If we think about the root locus for a system with integral control we can note the following.
The integral gain, Ki, is either the root locus gain, or the root locus gain is proportional to Ki.
Integral control has a tendency to make a system slower. Consider a typical situation as shown below.
There's a pole at s = 0 from the integral controller. There may be a real pole from the system.
The root locus moves to the left from the pole at the origin.
o Click the green button on the plot to see that.
You may want to do a complete analysis of your system before you decide that integral control does give you the response you want.
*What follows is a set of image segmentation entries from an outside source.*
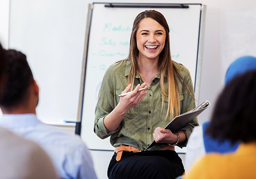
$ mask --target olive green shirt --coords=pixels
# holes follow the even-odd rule
[[[189,72],[184,66],[174,62],[175,65],[193,93],[193,86]],[[152,81],[148,87],[146,95],[136,106],[129,109],[121,122],[118,128],[114,131],[109,131],[103,123],[104,118],[110,114],[119,102],[120,95],[127,86],[131,60],[120,61],[110,66],[103,78],[100,87],[98,102],[95,109],[94,132],[101,139],[111,136],[110,142],[114,147],[120,145],[131,145],[140,150],[144,150],[154,141],[153,133],[157,127],[164,128],[170,121],[169,115],[166,119],[168,99],[166,97],[162,109],[162,93],[160,87],[160,73]],[[179,92],[181,114],[187,112],[195,107],[194,99],[189,96],[184,88],[183,82],[177,80]],[[137,72],[134,80],[134,88],[138,84],[143,81]],[[165,84],[166,85],[166,84]],[[167,87],[165,86],[165,88]],[[187,140],[193,128],[198,125],[196,118],[179,130],[183,131],[186,139],[183,143],[178,145],[180,147],[186,146]],[[160,148],[167,146],[166,143],[158,143]],[[150,149],[149,150],[151,150]]]

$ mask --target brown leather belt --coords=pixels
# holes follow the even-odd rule
[[[174,150],[174,147],[166,146],[158,150]],[[137,148],[130,146],[125,146],[123,145],[120,145],[119,147],[115,147],[115,152],[117,153],[116,158],[116,160],[117,161],[119,161],[121,160],[123,151],[124,151],[126,152],[140,152],[141,151],[141,150],[139,150]]]

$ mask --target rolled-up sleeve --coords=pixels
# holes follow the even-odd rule
[[[114,131],[110,132],[104,125],[104,118],[115,108],[112,68],[112,66],[109,68],[104,76],[95,108],[94,131],[102,139],[111,136],[118,130],[118,128]]]

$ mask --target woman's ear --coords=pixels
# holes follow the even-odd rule
[[[33,82],[33,86],[34,93],[36,95],[39,96],[39,87],[35,80],[34,80]]]

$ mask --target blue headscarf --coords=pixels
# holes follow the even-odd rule
[[[226,85],[237,75],[252,70],[256,70],[256,58],[246,56],[238,58],[229,65],[227,69],[225,78],[225,85]],[[215,152],[225,153],[233,152],[237,150],[239,146],[239,142],[231,144],[228,140],[219,141],[206,135],[205,132],[209,124],[209,121],[203,124],[203,136],[204,148],[206,153]]]
[[[234,60],[229,66],[226,73],[225,85],[234,77],[249,71],[256,70],[256,58],[245,56]]]

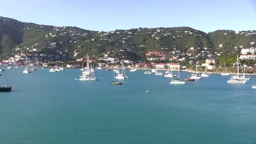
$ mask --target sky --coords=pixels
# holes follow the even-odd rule
[[[0,0],[0,16],[97,31],[187,26],[256,30],[254,0]]]

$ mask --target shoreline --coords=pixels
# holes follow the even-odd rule
[[[115,68],[104,68],[104,69],[115,69]],[[152,70],[152,69],[139,69],[139,68],[136,68],[137,69],[138,69],[138,70]],[[169,69],[157,69],[158,70],[165,70],[165,71],[167,71],[167,70],[169,70]],[[174,70],[172,70],[172,71],[178,71],[178,70],[177,69],[174,69]],[[180,70],[181,71],[188,71],[188,72],[190,72],[190,73],[196,73],[195,71],[193,71],[193,70],[190,70],[190,69],[181,69]],[[197,71],[197,73],[202,73],[205,71]],[[206,73],[207,74],[221,74],[222,73],[218,73],[218,72],[206,72]],[[228,73],[228,74],[230,74],[230,75],[235,75],[236,74],[236,73]],[[246,74],[246,75],[256,75],[256,74]]]

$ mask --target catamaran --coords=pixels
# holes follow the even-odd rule
[[[197,73],[197,62],[196,62],[196,73],[195,74],[191,74],[190,79],[198,80],[200,79],[202,77],[199,76],[199,73]]]
[[[227,81],[228,83],[246,83],[247,81],[245,80],[241,79],[239,76],[239,59],[237,55],[237,67],[236,67],[236,71],[237,71],[237,75],[234,76],[231,76],[231,77],[229,79],[229,80]]]
[[[171,63],[171,65],[169,65],[169,70],[165,72],[165,74],[164,75],[165,77],[176,77],[176,75],[172,74],[172,69],[171,68],[171,71],[170,71],[171,65],[172,65],[172,63]]]
[[[96,81],[97,79],[93,71],[90,68],[89,55],[87,55],[87,71],[82,72],[82,74],[78,79],[79,81]]]
[[[0,92],[10,92],[11,91],[11,86],[9,85],[7,77],[6,76],[5,71],[2,72],[4,76],[1,76],[0,79]],[[3,79],[3,77],[4,77]],[[5,79],[5,80],[4,79]]]
[[[23,70],[22,73],[24,73],[24,74],[28,74],[28,73],[31,73],[30,70],[28,69],[28,67],[27,67],[27,67]]]
[[[179,81],[179,75],[178,75],[178,79],[176,80],[172,80],[172,81],[170,82],[170,84],[185,84],[184,81]]]
[[[220,75],[222,75],[222,76],[229,75],[229,74],[226,72],[226,64],[225,63],[224,63],[224,72],[220,74]]]

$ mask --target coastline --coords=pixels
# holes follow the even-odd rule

Finally, we should note that integral control changes the order of the system, so a second order system becomes a third order system when you use an integral controller. An proportional controller, on the other hand, does not increase the order of the system.
You also need to know how to implement an integral controller if you can achieve system performance specifications with an integral controller.
Let's examine a few examples of systems with integral control. We'll use these same example systems we used when we discussed proportional control.
We're going to make some standard assumptions about our systems. First of all, in the prototype system configuration, we'll assume H(s) = 1. In
other words, we'll always have unity feedback. Here is the system we will use.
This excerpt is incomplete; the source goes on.